Hacker News new | ask | show | jobs
by brentjanderson 925 days ago
OP here: It’s true that all services have downtime for one reason or another. We discussed taking an outage window, but one thing that we kept coming back to was how we might trial run the upgrade with production data. Having a replica on PG 15 that was up to date with production data was invaluable for verifying our workloads worked as expected. Using a live replica makes it possible to trial run in production with minimal impact.

A key learning for me from this migration was how nice it can be to track and mitigate all of the risks you can think of for a project like this. The risk of an in-place upgrade in the end seemed higher than the risks associated with the route we chose, outage windows notwithstanding.

As a bonus, if we need this approach in the future, this blog post should give us a head start, saving us many weeks of work. We hope it helps other teams in similar situations do the same.

1 comments

> We discussed taking an outage window, but one thing that we kept coming back to was how we might trial run the upgrade with production data

1. You snapshot your RDS database (or use one of the existing ones I hope you have)

2. You restore that snapshot into a database running in parallel without live traffic.

3. You run the test upgrade there and check how long it takes.

4. You destroy the test database and announce a maintenance window for the same duration the test took + buffer.

I agree it's a good project to exercise some "migration" muscle, it just doesn't seem like the payoff is there when, like I mentioned above, AWS supports this out of the box from now on since you upgraded to a version compatible with their zero downtime native approach.

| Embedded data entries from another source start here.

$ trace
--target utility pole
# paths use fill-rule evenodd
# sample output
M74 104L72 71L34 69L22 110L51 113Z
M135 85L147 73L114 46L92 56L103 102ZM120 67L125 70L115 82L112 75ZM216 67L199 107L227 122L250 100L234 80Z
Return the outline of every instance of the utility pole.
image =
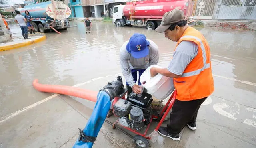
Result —
M12 39L8 34L8 30L7 30L7 28L6 28L6 27L5 26L5 24L4 23L4 20L3 20L3 18L2 17L2 15L0 15L0 25L1 25L1 26L2 26L3 30L4 30L4 33L6 39L8 40L11 40Z

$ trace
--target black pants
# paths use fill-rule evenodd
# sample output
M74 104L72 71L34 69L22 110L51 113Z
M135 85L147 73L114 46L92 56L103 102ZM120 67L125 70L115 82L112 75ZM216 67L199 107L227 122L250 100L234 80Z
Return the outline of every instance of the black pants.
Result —
M187 124L195 122L201 104L207 97L189 101L176 99L170 114L170 123L167 125L168 133L172 135L176 135Z

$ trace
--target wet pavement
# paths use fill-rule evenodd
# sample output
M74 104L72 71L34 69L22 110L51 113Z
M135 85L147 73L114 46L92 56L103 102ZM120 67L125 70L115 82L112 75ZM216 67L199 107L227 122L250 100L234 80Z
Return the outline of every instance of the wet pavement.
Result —
M120 73L119 49L134 33L144 34L156 43L158 65L162 67L169 63L176 45L163 34L143 28L93 22L92 32L86 34L84 24L76 25L61 34L47 33L47 39L41 43L0 53L0 147L16 147L17 141L23 144L20 147L70 147L76 138L76 128L83 127L90 116L84 114L91 111L82 104L92 108L94 103L61 95L7 118L52 95L36 91L32 86L34 79L42 83L69 86L88 82L80 87L97 91ZM18 33L15 26L10 28ZM185 128L180 142L166 139L152 144L152 147L160 144L163 147L255 147L256 32L198 29L211 47L215 91L200 108L196 132ZM91 80L102 77L105 77ZM106 126L107 129L111 126ZM108 130L102 130L105 132L102 137ZM127 136L117 131L113 132L116 135ZM110 142L109 147L120 147ZM100 142L98 144L96 147L100 147Z

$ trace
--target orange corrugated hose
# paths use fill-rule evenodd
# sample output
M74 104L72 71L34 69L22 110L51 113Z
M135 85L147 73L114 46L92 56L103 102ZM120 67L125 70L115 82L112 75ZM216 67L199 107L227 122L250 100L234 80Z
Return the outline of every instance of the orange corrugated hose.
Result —
M37 79L33 82L33 86L40 91L74 96L94 102L97 101L98 92L96 91L68 86L40 84Z

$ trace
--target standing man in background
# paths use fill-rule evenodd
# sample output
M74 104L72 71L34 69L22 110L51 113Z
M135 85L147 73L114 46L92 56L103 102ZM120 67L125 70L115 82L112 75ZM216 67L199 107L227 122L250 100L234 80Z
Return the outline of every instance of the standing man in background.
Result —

I think the only way this makes sense is if you do it for the blog post and use that to hire and for marketing, signaling your engineering practices and that you care about reliability.

By the way, I realize how I come across, and let me tell you I say this having myself done projects like this where looking back I think we did them more because they were cool than because they made sense. Live and learn.

We actually did those steps as part of our overall assessment, and you're right that we could have taken an outage window for that long and called it a day. We decided the tradeoff wasn't worth it for our situation, but taking the outage window is definitely a viable option.

I'm sympathetic to your comment that 15 minutes of planned downtime is fine for approximately 100% of SaaS companies. That's probably true here too, and maybe the work of doing this kind of upgrade was a waste in that regard. But, in considering the kind of product experience we would want for ourselves, zero downtime seems better than no downtime. The opportunity cost of feature work over the same window is real, but so is the reputation we hope to build as a platform that "just works" even if it seems crazy the lengths we might go to so that our customers don't have to think about it.

> The opportunity cost of feature work over the same window is real, but so is the reputation we hope to build as a platform that "just works" even if it seems crazy the lengths we might go to so that our customers don't have to think about it

This part can definitely make sense, and if nothing else it can foster an engineering culture of "we care", which is great. I just wanted to show the other side but from your answers it seems like the team weighted the options. It's definitely a cool project to work on. Thanks a lot for engaging with a random grumpy guy on HN!

Random comment, but just wanted to say I really appreciate your blog post, but also I appreciate the informative and helpful discussion between you and vasco here. Feel like this could have easily devolved into defensiveness on either side, but instead I learned a lot from both of your responses - I feel like these kinds of interations are HN at its best. Thanks!